There’s more to Mona than her life as a writer. She has a past she can’t escape, which she is vividly reminded of by the bruises on her body. She has a present she can escape, however, and does, by using drugs. But by centering the story on the peak of Mona’s life as a writer, that is: the days when the Basske-Wortz Prize occur, Oloixarac verbally “pokes” writers for their habit of turning everything into metaphors. She turns the Prize into a metaphor too. The characters in Mona compete not only for who wrote the best novel, but also who is, by virtue of their story and how they present themselves, the best novel.
An apocalyptic scene at the award ceremony is a representation of how writers can think too much of themselves. Why, of all places on Earth, would a serpent monster arise at a fancy ceremony filled with the best writers in the world? Are writers so important that the beginning of the end of the world would happen only where they are? It’s no coincidence that after days of being observed by a fox everybody else ignores, Mona’s apocalypse takes the form of a giant serpent from the Nordic mythology, a monster the writers can’t ignore.
But the event can also be just Mona’s personal apocalypse. Oloixarac’s best writing here occurs when she describes Mona’s desire to access the core of her own thoughts and feelings: the “mental life of such moments”, “the private life of my unconscious thoughts”. Whether the mysterious fox and the terrifying serpent are a product of Mona’s hallucinations or not, seeing them is the closest she comes to finally reaching the “private life” of her “unconscious thoughts”.
Because, of course, at the core of all the symbols we use to read the world, there are more symbols, and as Mona hints at, they’re as infinite as one cares to dive into. As a writer, Mona has the freedom to explore her characters’ dreams and demons the way she likes, but first, she has to deal with her own.
Indeed, the titular has a spiritual side, as well as other entertaining characters that raise provocative questions.
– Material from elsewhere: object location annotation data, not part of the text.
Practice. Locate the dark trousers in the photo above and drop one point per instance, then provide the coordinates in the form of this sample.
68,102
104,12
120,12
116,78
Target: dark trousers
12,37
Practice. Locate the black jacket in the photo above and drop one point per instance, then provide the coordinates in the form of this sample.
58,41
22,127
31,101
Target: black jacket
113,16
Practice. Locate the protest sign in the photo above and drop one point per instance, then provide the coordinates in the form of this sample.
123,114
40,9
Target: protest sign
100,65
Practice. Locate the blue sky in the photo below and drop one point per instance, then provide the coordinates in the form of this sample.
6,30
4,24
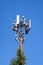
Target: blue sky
33,45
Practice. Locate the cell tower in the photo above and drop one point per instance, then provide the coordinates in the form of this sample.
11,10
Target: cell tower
18,26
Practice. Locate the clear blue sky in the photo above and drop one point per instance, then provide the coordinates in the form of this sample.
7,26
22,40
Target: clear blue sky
33,45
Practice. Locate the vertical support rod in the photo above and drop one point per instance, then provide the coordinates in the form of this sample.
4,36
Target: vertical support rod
21,39
21,45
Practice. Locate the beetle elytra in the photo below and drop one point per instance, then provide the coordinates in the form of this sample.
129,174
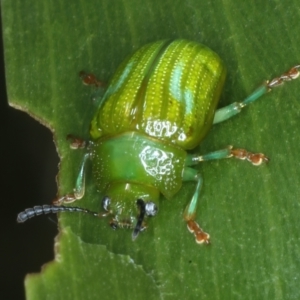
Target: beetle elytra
160,103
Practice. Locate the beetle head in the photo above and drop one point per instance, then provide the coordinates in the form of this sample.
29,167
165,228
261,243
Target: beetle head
129,204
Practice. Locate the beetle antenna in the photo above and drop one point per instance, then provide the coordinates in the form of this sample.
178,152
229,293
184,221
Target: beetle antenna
138,227
46,209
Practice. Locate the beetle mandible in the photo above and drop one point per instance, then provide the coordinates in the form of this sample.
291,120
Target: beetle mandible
160,103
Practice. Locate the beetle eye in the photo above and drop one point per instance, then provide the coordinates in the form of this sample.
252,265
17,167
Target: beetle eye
151,209
106,203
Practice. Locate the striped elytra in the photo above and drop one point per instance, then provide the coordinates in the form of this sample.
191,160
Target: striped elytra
167,90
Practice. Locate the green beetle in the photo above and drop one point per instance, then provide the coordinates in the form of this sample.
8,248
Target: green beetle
160,103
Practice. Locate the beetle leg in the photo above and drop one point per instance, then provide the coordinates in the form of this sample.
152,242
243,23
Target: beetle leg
231,110
79,189
255,158
189,215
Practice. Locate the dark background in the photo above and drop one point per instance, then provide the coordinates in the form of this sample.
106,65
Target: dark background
29,164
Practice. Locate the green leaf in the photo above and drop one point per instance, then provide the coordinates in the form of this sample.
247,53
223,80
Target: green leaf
252,214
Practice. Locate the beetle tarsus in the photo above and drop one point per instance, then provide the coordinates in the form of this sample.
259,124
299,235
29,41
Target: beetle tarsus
291,74
200,236
255,158
139,224
76,142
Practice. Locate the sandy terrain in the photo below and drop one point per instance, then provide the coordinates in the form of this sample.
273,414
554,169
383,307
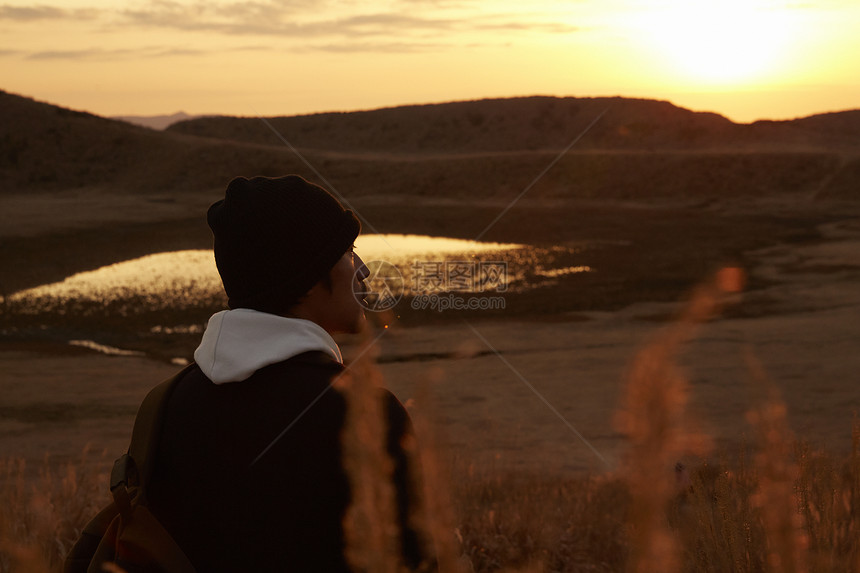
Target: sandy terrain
498,411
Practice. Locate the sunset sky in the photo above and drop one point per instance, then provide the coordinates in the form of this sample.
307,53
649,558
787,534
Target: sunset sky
746,59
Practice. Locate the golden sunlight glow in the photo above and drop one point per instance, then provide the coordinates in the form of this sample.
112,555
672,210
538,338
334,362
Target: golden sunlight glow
723,41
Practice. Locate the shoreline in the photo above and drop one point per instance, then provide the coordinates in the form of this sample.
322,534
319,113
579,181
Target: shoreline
800,317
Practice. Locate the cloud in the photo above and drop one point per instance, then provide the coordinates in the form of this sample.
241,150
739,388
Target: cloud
305,25
99,54
294,20
44,12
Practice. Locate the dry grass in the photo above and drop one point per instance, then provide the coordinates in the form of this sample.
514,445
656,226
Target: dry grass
776,505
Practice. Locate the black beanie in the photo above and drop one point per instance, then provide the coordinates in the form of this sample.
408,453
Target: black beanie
275,238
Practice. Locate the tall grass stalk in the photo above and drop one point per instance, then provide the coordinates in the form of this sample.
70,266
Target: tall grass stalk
41,519
372,533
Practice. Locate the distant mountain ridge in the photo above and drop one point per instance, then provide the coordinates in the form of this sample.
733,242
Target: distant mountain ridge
531,123
488,149
155,121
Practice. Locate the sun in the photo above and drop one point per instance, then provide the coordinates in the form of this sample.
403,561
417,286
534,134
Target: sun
722,42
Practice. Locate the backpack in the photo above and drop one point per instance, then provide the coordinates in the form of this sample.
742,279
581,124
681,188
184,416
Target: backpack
126,532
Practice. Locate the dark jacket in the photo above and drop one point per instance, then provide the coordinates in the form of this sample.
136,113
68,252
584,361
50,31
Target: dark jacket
284,511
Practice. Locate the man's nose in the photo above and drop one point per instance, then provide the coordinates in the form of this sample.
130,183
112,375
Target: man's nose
361,269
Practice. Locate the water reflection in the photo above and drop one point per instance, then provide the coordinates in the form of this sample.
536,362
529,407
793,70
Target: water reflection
182,280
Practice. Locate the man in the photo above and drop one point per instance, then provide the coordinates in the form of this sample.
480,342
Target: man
249,474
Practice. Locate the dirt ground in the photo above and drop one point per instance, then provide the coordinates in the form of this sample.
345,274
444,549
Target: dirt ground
516,392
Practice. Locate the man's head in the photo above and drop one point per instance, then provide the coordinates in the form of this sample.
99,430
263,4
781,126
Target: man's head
282,243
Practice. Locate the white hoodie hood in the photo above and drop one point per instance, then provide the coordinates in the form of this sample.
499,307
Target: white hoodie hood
239,342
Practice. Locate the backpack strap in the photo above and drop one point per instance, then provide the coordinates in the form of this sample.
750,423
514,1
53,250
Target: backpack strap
139,532
126,529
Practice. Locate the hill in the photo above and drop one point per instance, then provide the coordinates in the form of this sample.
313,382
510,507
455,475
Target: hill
155,121
519,124
478,150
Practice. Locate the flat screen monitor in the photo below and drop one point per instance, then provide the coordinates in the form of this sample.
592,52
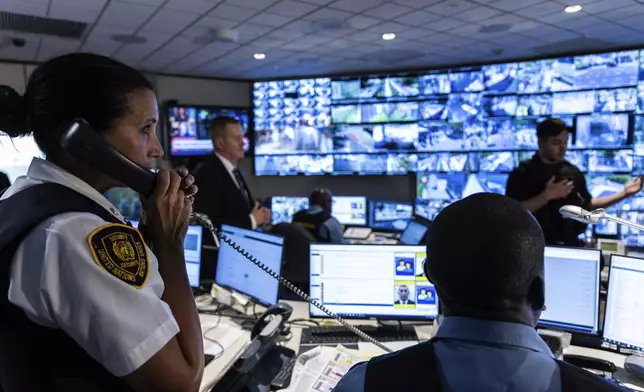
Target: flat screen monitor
350,210
191,252
390,215
284,207
16,155
237,273
572,289
362,281
189,127
414,232
624,320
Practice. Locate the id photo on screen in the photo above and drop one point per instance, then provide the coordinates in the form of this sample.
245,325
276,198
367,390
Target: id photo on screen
404,265
404,294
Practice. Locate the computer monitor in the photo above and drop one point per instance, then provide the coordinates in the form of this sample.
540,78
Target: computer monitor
390,215
362,281
572,289
350,210
284,207
414,232
237,273
624,320
191,252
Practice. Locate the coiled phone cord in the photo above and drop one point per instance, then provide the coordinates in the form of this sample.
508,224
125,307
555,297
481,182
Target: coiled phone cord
204,221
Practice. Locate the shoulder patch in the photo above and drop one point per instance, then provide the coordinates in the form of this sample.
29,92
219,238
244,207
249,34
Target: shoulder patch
120,250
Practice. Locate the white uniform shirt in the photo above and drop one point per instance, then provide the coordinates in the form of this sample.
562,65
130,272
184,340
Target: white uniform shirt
58,284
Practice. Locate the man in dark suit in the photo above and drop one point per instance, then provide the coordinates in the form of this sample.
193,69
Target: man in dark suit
4,181
223,193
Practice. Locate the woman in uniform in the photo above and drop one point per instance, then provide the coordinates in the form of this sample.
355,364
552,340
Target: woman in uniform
97,325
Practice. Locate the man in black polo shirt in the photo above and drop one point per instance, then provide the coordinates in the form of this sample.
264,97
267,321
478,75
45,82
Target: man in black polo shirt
547,182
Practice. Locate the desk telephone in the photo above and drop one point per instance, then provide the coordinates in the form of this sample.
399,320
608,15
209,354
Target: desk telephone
87,145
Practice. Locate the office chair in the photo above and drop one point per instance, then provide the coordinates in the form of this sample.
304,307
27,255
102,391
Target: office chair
295,267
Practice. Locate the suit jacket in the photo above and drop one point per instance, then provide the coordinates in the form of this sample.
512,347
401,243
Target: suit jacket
219,197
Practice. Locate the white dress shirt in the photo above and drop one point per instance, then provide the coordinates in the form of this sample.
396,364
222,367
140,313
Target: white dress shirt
57,283
229,168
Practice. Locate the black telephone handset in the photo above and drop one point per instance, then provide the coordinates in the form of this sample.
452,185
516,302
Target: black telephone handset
88,146
282,309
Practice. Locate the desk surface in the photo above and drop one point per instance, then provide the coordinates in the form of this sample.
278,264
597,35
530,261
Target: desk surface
217,367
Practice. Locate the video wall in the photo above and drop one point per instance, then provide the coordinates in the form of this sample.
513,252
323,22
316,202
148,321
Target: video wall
461,120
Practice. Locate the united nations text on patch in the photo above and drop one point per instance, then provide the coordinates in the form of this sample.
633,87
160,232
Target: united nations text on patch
120,250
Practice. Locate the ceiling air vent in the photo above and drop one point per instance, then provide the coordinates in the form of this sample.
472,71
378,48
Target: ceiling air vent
38,25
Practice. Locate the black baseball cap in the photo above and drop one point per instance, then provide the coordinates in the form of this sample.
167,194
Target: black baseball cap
550,127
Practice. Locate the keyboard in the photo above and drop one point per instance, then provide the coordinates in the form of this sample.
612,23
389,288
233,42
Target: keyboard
283,378
340,335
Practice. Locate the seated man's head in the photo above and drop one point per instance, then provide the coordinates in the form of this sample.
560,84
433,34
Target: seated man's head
403,292
323,198
485,258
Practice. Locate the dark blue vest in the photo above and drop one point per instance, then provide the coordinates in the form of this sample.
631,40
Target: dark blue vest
312,222
32,357
384,373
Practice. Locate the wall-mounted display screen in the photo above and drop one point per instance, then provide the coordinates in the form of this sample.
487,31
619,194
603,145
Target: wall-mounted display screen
459,120
189,128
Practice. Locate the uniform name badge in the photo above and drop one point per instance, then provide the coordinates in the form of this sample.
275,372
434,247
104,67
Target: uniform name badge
120,250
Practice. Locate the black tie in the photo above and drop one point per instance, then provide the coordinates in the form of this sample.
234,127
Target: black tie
242,186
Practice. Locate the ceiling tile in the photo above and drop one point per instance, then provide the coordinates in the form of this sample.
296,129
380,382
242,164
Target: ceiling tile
76,14
598,7
619,13
418,3
477,14
418,18
291,8
388,27
232,12
327,14
153,3
318,2
125,14
444,24
94,5
362,22
54,46
170,21
356,6
450,7
252,4
21,7
195,6
538,10
268,19
511,5
388,10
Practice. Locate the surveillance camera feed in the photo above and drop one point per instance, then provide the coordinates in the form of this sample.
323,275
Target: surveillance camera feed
189,128
461,130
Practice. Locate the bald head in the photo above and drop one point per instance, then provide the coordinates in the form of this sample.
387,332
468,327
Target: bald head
486,252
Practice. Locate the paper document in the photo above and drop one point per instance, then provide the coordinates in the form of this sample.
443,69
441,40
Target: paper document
320,369
371,350
219,336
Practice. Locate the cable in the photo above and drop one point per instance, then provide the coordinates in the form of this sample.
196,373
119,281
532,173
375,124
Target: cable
205,221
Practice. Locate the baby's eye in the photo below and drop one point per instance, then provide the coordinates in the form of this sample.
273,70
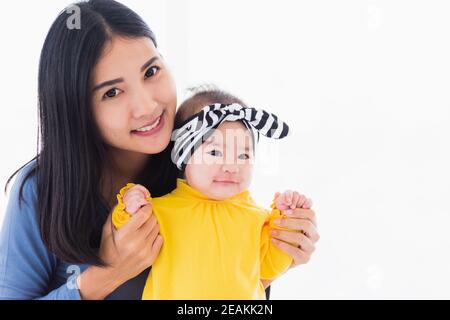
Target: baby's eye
112,93
215,153
244,156
151,71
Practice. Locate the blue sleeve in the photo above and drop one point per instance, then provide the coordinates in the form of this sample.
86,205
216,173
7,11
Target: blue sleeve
26,265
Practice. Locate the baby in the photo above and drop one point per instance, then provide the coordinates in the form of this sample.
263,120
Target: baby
216,238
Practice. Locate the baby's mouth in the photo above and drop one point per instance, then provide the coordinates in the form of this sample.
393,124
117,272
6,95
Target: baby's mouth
149,126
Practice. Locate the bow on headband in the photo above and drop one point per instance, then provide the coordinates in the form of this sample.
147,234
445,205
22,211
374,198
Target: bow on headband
196,129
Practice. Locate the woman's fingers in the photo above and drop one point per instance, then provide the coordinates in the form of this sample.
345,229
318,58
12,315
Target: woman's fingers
304,225
298,255
294,238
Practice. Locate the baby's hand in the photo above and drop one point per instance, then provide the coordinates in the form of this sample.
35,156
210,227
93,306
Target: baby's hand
135,198
291,200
Oloixarac is thoughtful and also hilarious in her writing: her multilingual wordplays are iconic (especially the one she makes to refer to Mona’s unshaved groin), and her wittiness lightens the weight in between the prolix unfolding of events and the big topics the story raises.
Mona’s characters try to turn every conversation into a story but that they don’t always have to. The writer’s task is to identify which are the moments when the bigger thoughts and literary devices are welcome, and which are the moments when just being present and having some empathy is the better thing to do.
It’s an act of love from the writer to treasure literature just enough to let it be a means to an end. It’s also an act of love between people to actually care about what the other says, rather than thinking them a potentially interesting character in one’s narrative. This is how the greatest stories happen and are written. As Mona says in one of her most sincere moments, “the history of ideas has also got to be the history of people liking each other.”
In writing, as in life, the true challenge facing anyone with something to say is to challenge the interlocutor just enough. Oloixarac’s story is brilliant because it makes you wonder how much is enough.